Founder Benzi Ronen spent years working at enterprise software corporation SAP and left in 2000 to start his own companies. After having their first daughter, Ronen and his wife began to play closer attention to the food they ate as a family and grew familiar with the obstacles that existed for distributing local, seasonal, sustainable food. He set out to apply his logistics and software background to this market which was for the most part, devoid of technology.
“I saw that our food system is broken- this is making us sicker as people and making our planet sicker,” he said in an interview. “It isn’t that we need a shift in the industrial food system, we need to create a new food system based on different principles, and that alternative system needs infrastructure.

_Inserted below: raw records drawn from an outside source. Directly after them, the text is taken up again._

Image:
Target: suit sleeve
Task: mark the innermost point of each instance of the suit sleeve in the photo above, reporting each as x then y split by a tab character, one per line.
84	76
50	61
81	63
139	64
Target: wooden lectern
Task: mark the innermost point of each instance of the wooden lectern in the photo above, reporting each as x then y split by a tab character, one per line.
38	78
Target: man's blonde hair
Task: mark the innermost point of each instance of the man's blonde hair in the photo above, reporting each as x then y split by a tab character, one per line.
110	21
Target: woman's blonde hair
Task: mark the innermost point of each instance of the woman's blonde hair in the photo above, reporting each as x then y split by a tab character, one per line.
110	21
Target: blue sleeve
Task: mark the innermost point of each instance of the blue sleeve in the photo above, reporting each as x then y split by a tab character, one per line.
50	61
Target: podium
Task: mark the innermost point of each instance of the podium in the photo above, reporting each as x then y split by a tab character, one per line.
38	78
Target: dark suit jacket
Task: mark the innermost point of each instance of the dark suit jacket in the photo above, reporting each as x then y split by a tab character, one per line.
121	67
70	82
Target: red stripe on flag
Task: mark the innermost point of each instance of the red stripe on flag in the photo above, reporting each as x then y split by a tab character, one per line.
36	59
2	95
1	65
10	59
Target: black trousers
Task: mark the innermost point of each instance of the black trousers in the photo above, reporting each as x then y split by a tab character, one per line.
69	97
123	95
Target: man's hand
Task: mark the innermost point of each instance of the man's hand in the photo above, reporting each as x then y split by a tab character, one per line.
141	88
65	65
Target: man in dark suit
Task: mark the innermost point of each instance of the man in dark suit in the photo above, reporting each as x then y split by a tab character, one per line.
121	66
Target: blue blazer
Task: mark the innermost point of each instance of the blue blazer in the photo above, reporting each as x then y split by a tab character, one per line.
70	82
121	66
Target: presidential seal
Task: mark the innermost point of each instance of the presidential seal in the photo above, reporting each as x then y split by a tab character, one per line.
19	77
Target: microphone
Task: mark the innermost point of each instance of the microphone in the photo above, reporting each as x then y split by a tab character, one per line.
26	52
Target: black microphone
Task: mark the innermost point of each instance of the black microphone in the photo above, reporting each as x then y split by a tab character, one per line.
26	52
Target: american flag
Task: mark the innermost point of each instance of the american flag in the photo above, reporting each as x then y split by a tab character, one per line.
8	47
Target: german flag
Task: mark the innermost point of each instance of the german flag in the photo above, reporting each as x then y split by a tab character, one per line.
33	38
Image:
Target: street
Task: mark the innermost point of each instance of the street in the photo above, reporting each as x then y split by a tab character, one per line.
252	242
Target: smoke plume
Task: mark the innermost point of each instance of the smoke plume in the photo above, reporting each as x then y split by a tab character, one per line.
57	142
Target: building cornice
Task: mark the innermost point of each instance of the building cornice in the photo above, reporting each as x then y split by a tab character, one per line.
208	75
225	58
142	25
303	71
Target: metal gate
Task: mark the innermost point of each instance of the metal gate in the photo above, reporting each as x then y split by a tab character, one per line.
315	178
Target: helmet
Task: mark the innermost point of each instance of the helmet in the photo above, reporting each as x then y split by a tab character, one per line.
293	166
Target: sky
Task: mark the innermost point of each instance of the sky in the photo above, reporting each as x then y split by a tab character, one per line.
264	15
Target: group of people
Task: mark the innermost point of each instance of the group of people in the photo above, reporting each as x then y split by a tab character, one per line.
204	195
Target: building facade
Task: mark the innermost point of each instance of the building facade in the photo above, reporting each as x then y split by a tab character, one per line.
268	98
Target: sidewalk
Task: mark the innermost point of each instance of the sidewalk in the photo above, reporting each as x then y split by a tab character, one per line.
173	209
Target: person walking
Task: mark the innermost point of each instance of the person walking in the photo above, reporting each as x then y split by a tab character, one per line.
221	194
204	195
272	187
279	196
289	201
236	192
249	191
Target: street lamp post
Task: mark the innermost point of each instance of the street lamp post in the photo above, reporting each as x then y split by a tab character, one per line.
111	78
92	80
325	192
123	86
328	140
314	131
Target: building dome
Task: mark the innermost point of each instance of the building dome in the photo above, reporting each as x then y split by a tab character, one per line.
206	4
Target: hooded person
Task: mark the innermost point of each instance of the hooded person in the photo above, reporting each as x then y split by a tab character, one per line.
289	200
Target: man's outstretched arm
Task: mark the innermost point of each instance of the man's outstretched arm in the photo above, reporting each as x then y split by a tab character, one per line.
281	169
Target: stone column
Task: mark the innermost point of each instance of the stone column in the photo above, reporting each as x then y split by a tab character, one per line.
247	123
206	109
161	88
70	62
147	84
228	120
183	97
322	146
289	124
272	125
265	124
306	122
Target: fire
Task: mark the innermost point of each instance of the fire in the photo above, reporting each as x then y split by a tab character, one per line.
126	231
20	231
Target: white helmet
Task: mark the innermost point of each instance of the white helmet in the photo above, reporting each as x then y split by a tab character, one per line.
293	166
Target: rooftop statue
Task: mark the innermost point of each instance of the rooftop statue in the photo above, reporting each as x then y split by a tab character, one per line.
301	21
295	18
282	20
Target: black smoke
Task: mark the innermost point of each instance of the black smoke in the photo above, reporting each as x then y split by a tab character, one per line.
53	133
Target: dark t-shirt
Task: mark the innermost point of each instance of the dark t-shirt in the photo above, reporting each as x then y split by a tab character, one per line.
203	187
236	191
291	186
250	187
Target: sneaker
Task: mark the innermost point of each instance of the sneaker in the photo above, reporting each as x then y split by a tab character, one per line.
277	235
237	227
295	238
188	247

We are already seeing an uptick in the number of local farms and CSA programs and the younger generation is getting back to farming. Now is the perfect time to introduce the consumer side to make eating farm fresh food more convenient.”
And thus, the team set out to create an online marketplace that eliminates the friction from buying fresh-from-harvest food. Farmigo takes a community-focused approach. Groups of people band together around a common location, like a workplace, school, or public meeting place. Through Farmigo’s network, they have access to a customized online farmer’s market, with a range of seasonal fruit, vegetables, eggs, meats, fish, baked goods, dairy, and even wine and coffee. Every week, each member of the community places an order and the orders are delivered at the same time and same place for pickup. This model offers convenience and variety, without sacrificing the degree of quality of sustainability.
“Only 1% of the population participates in CSAs, and that one-to-one relationship with the farm means you are limited to specifically what they grew that week,” he said. “Our mission was to make healthy food accessible to all households while also preserving the community feeling of farmer’s markets. We are about an economy of community instead of an economy of scale. We want the community members to rise up and be a part of the solution.”
To set up a Farmigo initiative, each community needs a “champion” to spearhead the effort. Groups must consist of 30 people or more, spending roughly $20 each. It has taken off within the startup community and early adopters include companies like Kiva, Etsy, and Carrot Creative.
“We are finding that young companies between 100 to 500 employees tend to have the spirit of willingness to try new things, they are the early adopters of the corporate world,” Ronen said. “In these companies, creativity and entrepreneurship are welcome and we are seeing that companies are starting to innovate around this. Many are integrating it into their health and wellness programs, using Farmigo credits as rewards for achieving milestones, and hold cooking competitions or recipe sharing events.”
Setting up a Farmigo community is currently available in Northern California and New York City. In conjunction with the initiative’s launch, Farmigo also announced the $8 million investment to continue spreading its platform nationwide. This is a hefty round for a food startup, which Ronen attributes to the company’s emphasis on the “non-sexy side of food.”
Farmigo’s back end enables farms to track what they are harvesting, manage their orders, organize distribution and packing, and facilitate delivery. This consumer-facing side closes the whole loop and investors trust in the potential for stability and growth. This second round was led by Sherbrooke Capital and RSF Social Finance, and joined by Benchmark Capital, which led the Series A of $2 million in 2009.